John Stott continues in his commentary: “What does Paul mean by ‘nature’ in Romans 1:26-27? Some homosexuals argue that their relationships are not ‘unnatural’, since they’re perfectly natural to them. John Boswell has writtenthat ‘the persons Paul condemns are manifestly not homosexual: what he derogates are homosexual acts committed by apparently heterosexual people.’   This would mean that abandoning natural relations, and exchanging them for unnatural would not apply to homosexuals.

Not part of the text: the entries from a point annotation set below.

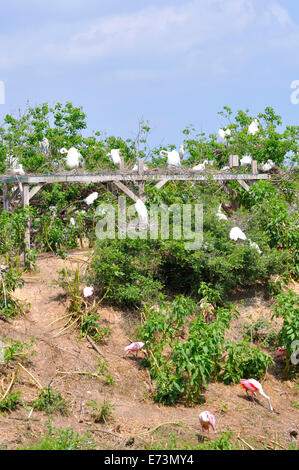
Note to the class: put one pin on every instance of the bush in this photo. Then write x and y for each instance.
(286, 307)
(10, 402)
(50, 401)
(127, 269)
(62, 439)
(244, 361)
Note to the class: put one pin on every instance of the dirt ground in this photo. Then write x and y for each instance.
(59, 358)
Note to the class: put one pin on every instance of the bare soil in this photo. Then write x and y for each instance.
(59, 358)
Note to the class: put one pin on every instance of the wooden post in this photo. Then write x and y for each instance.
(254, 167)
(5, 198)
(26, 202)
(141, 183)
(233, 161)
(122, 164)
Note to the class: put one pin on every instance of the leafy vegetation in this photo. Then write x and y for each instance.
(51, 402)
(102, 413)
(17, 350)
(287, 307)
(10, 402)
(62, 439)
(185, 352)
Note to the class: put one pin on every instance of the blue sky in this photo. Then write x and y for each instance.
(172, 62)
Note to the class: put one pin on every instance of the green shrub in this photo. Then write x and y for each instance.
(17, 350)
(10, 402)
(244, 361)
(286, 306)
(62, 439)
(51, 402)
(102, 413)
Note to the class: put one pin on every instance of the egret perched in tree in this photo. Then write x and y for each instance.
(236, 233)
(254, 127)
(135, 167)
(91, 198)
(246, 160)
(220, 214)
(73, 157)
(115, 155)
(223, 135)
(18, 170)
(255, 246)
(200, 166)
(252, 385)
(173, 157)
(206, 420)
(268, 166)
(141, 211)
(181, 152)
(44, 145)
(134, 347)
(88, 292)
(280, 352)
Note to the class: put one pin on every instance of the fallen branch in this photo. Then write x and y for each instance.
(273, 442)
(60, 372)
(29, 373)
(95, 346)
(177, 423)
(11, 383)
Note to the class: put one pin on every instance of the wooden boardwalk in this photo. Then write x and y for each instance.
(27, 186)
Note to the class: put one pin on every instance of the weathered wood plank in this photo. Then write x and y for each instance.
(26, 202)
(244, 185)
(134, 176)
(161, 183)
(35, 190)
(254, 167)
(126, 190)
(5, 198)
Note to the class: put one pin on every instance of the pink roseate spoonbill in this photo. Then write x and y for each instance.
(252, 385)
(88, 292)
(206, 420)
(134, 347)
(280, 352)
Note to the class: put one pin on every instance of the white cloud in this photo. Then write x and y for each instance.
(195, 37)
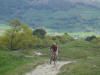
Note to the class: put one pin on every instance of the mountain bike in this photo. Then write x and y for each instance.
(53, 58)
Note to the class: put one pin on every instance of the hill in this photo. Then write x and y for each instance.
(55, 15)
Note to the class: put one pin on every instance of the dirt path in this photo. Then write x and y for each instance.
(47, 69)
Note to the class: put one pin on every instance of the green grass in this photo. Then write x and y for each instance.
(85, 54)
(3, 28)
(17, 63)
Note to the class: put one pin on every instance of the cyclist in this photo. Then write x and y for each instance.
(54, 50)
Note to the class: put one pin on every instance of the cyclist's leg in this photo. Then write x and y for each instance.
(51, 58)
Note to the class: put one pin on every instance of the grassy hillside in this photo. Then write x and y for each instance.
(86, 56)
(3, 28)
(17, 62)
(57, 15)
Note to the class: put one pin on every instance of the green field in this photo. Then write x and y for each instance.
(17, 62)
(86, 56)
(3, 28)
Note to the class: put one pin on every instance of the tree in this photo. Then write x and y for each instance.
(16, 25)
(41, 33)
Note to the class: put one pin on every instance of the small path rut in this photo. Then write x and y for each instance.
(47, 69)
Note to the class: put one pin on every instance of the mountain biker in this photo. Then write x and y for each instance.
(54, 50)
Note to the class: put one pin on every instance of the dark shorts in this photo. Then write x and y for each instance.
(55, 52)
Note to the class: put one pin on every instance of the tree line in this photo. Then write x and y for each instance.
(21, 36)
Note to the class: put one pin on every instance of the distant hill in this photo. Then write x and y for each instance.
(56, 15)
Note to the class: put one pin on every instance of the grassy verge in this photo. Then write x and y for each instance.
(18, 63)
(86, 55)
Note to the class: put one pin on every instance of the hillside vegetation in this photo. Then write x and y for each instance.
(20, 43)
(57, 15)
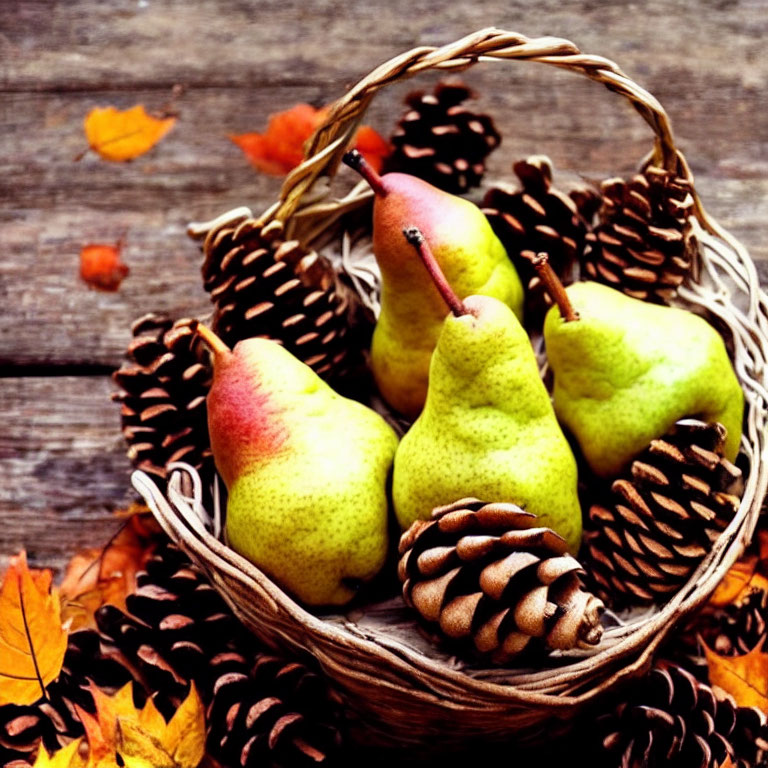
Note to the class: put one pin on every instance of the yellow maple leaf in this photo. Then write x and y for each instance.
(32, 639)
(67, 757)
(141, 737)
(744, 677)
(184, 737)
(120, 135)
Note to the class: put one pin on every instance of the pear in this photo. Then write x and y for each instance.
(306, 470)
(487, 429)
(469, 254)
(625, 371)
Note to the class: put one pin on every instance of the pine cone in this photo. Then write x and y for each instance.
(260, 708)
(441, 141)
(644, 244)
(272, 712)
(670, 719)
(539, 218)
(485, 573)
(53, 721)
(165, 383)
(262, 285)
(663, 517)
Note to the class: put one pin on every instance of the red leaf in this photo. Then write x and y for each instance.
(101, 267)
(281, 148)
(372, 147)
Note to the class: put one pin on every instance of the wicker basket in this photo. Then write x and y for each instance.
(397, 688)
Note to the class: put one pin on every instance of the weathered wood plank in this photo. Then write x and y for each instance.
(63, 466)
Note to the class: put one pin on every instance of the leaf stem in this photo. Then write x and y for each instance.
(29, 641)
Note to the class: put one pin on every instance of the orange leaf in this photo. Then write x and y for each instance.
(101, 267)
(120, 135)
(744, 576)
(281, 148)
(743, 677)
(372, 147)
(104, 575)
(32, 640)
(141, 737)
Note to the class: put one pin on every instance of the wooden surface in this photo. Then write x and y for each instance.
(61, 454)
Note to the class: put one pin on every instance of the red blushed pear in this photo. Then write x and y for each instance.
(412, 312)
(306, 470)
(488, 429)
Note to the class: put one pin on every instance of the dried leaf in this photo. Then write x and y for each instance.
(67, 757)
(372, 146)
(281, 148)
(101, 266)
(120, 135)
(141, 737)
(32, 639)
(744, 576)
(743, 677)
(105, 575)
(184, 738)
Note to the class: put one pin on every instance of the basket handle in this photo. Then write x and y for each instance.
(327, 145)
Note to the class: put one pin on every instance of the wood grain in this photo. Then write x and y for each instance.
(238, 61)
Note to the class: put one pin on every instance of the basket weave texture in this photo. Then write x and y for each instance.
(396, 687)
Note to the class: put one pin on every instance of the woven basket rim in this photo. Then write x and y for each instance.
(731, 280)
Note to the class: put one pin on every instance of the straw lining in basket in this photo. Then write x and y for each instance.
(402, 690)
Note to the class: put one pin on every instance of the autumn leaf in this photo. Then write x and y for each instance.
(141, 737)
(281, 148)
(744, 677)
(372, 146)
(32, 640)
(101, 266)
(120, 135)
(744, 576)
(67, 757)
(105, 575)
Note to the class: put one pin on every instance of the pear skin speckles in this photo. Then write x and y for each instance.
(311, 509)
(626, 371)
(488, 428)
(412, 312)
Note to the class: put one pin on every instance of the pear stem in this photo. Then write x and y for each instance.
(554, 287)
(358, 163)
(418, 241)
(211, 340)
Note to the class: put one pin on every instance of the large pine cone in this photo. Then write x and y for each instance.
(441, 141)
(663, 517)
(262, 285)
(669, 719)
(162, 402)
(52, 721)
(486, 575)
(261, 710)
(643, 245)
(540, 218)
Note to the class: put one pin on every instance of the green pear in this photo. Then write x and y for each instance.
(306, 470)
(487, 428)
(625, 371)
(412, 311)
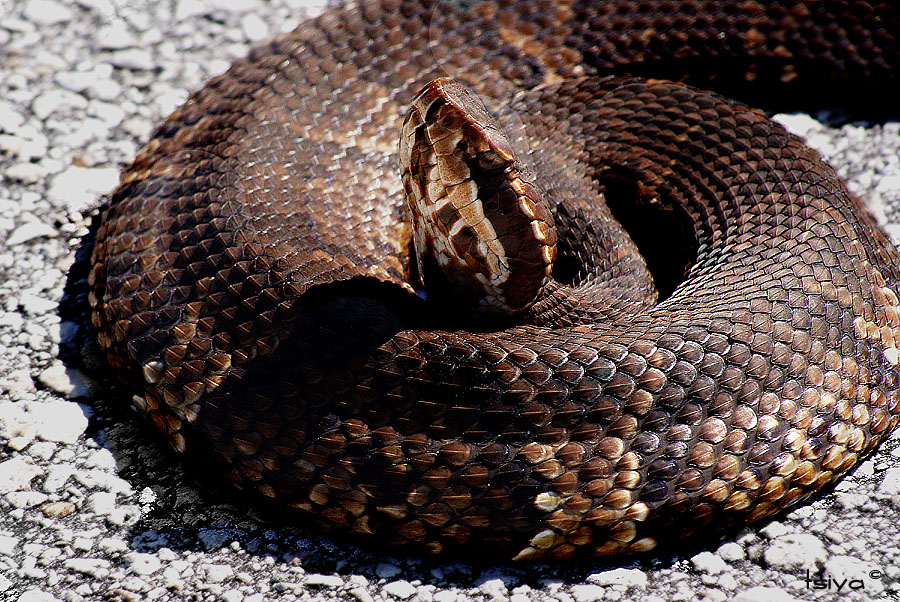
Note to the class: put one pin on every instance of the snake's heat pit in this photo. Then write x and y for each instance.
(257, 279)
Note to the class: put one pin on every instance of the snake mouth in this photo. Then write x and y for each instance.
(662, 230)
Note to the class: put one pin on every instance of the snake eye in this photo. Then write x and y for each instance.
(491, 161)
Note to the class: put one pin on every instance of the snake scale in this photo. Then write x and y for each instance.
(253, 278)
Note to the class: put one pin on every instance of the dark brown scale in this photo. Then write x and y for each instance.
(248, 280)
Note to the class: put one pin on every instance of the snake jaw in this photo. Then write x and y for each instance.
(475, 215)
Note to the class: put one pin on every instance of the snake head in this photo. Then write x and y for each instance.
(476, 214)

“John Stott answers, that Richard Hays has written a thorough exegetical rebuttal of this interpretation.  He provides ample contemporary evidence that the opposition of ‘natural’ and ‘unnatural’ was ‘very frequently used…as a way of distinguishing between heterosexual and homosexual behavior’. 
 
“Besides, differentiating between sexual orientation and sexual practice is a modern concept; ‘to suggest that Paul intends to condemn homosexual acts only when they are committed by persons who are constitutionally heterosexual is to introduce a distinction entirely foreign to Paul’s thought-world’, in fact a complete anachronism. 
 
“So then, we have no liberty to interpret the noun ‘nature’ as meaning ‘my’ nature, or the adjective ‘natural’ as meaning ‘what seems natural to me’. On the contrary, (‘natural’) means God’s created order. To act ‘against nature’ means to violate the order which God has established, whereas to act ‘according to nature’ means to behave ‘in accordance with the intention of the Creator’”.